All in the Family: “One-Hour Model” and the Future
By Cindy Marino
In the late 1970s and early 1980s, Baby Boomers were becoming parents. This generation, (currently in their 60s) rebelled against the institution of church just as they had any other
institution their parents built or supported. Some innovative churches began offering creative contemporary worship services in order to win boomers back to church. And it worked. Many boomers found a place where they could “do church differently” and still raise their children in Sunday School just as they had been raised.
There was a difference, however. The children of boomers experienced Sunday School at the same time their parents were in worship. That trend spread to traditional congregations as well, including Grace. It was a one-hour opportunity for the family, but left out one important element, the children were never in worship.

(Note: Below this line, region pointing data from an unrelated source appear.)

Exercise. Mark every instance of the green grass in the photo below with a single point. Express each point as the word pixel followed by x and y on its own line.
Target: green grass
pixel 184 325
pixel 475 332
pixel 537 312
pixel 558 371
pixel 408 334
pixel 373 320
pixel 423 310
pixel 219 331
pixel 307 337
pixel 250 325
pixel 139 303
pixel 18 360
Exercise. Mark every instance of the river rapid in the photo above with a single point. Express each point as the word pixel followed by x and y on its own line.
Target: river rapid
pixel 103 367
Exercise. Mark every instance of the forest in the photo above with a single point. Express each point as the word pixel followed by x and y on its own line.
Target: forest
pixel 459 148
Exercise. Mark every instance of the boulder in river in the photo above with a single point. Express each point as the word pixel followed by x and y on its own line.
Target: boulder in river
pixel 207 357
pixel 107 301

While the one-hour movement worked in many ways, its legacy, according to Tim Wright in Sunday Schooling our Kids Out of Church, is the most un-churched generation in the last few hundred years. A couple of things have become clear:
• We haven’t made the home the primary place of faith formation.
• Today’s young parents have no touch points that connect them with worship.

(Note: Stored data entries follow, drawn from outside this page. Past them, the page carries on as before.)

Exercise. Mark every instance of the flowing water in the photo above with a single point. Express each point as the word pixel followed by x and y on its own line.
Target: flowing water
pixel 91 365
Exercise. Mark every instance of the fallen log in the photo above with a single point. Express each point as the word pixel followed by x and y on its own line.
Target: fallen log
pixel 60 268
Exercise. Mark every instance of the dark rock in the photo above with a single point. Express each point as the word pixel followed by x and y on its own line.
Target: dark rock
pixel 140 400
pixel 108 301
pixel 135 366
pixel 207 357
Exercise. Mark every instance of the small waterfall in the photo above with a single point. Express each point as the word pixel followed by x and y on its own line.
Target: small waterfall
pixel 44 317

This isn’t to say that the church has done anything wrong, but just that we need to pay attention and adjust as needed. At Grace, this means we are looking carefully at our overall programming to see how we can better incorporate kids into worship, and how we might provide more intergenerational mission and fellowship opportunities (such as Side x Side).
Where do you see opportunities to love and nurture children into the life of the church as you know it? How can Grace better support young parents as they bring children into this ever-changing world? This foundational role of church, to nurture people in their relationship with Christ and others, is one we take seriously. I would love to hear your comments.